Hard apple cider should do the trick...


----------



## Josiah (Apr 27, 2015)

Ralphy, the White House Correspondents' Dinner is a long standing tradition which everyone seems to like. Hell why would Donald Trump show up to be mocked every year. With each successive dinner Obama has gotten more polished and he'll leave office with the bar set very high for his successor. I think it's a good idea for adversaries to get together for an evening of fun and glitz.


----------



## QuickSilver (Apr 27, 2015)

I've even heard comments that the dinner shouldn't have happened because there were riots in Baltimore just 40 miles away..   Come on........ if we waited for there to be no crisis anywhere, there would never be a fun event like this.   I think the critics just don't like how good Obama is with his zingers..

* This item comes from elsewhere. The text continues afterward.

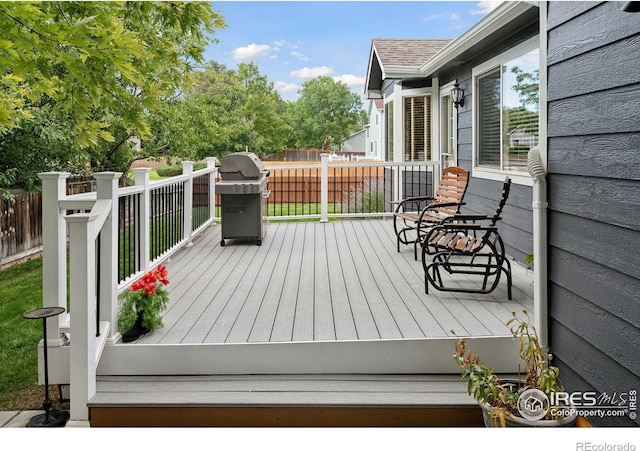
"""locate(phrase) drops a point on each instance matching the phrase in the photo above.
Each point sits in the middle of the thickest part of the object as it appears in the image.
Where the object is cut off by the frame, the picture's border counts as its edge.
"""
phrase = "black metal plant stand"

What did everyone think of Cecily Strong's performance?     I thought she was really nervous and it showed.  Especially the few times the President didn't laugh.. but I think she did a really good job.


----------



## Ralphy1 (Apr 27, 2015)

I didn't say that I agreed with the criticism, but it makes you think, and I want the press to be tough on all pols...


----------



## QuickSilver (Apr 27, 2015)

Ralphy1 said:


> I didn't say that I agreed with the criticism, but it makes you think, and I want the press to be tough on all pols...



What part of last night made you think Obama was easy on the Press..  Looks like he slammed all of the networks pretty hard, including MSNBC.  Why would it make the press be easy on him?


----------



## Ralphy1 (Apr 27, 2015)

Not having to run makes it easier to take off the gloves and provided him a nice catharsis.  Nevertheless, journalists need access and sucking up may give them it with some...


----------



## WhatInThe (Apr 27, 2015)

There were some good ones like 'can't talk about Brian Williams because I work for NBC'.

At the same time I'm conflicted as to wether anyone should be telling "edgy" racy cop jokes when there are active riots involving police & race less than 75 miles away.

http://www.breitbart.com/big-hollyw...-racist-cop-jokes-while-baltimore-riots-rage/

But free speech & timing don't always line up as I suspect many of those jokes were written well in advance.


----------



## Glinda (Apr 27, 2015)

Considering what President Obama has to endure, I'm happy to see him enjoying himself.  If that means I'm "blind with bias", so be it.
  :lol1:


----------



## AZ Jim (Apr 27, 2015)

Glinda said:


> Considering what President Obama has to endure, I'm happy to see him enjoying himself.  If that means I'm "blind with bias", so be it.
> :lol1:



It means you know what's goin on Glinda.  Sorry you don't feel well.  Colds suck!


----------



## Glinda (Apr 27, 2015)

AZ Jim said:


> It means you know what's goin on Glinda.  Sorry you don't feel well.  Colds suck!



Thanks, Jim.  I'll survive . . . sniff . . . cough . . .


----------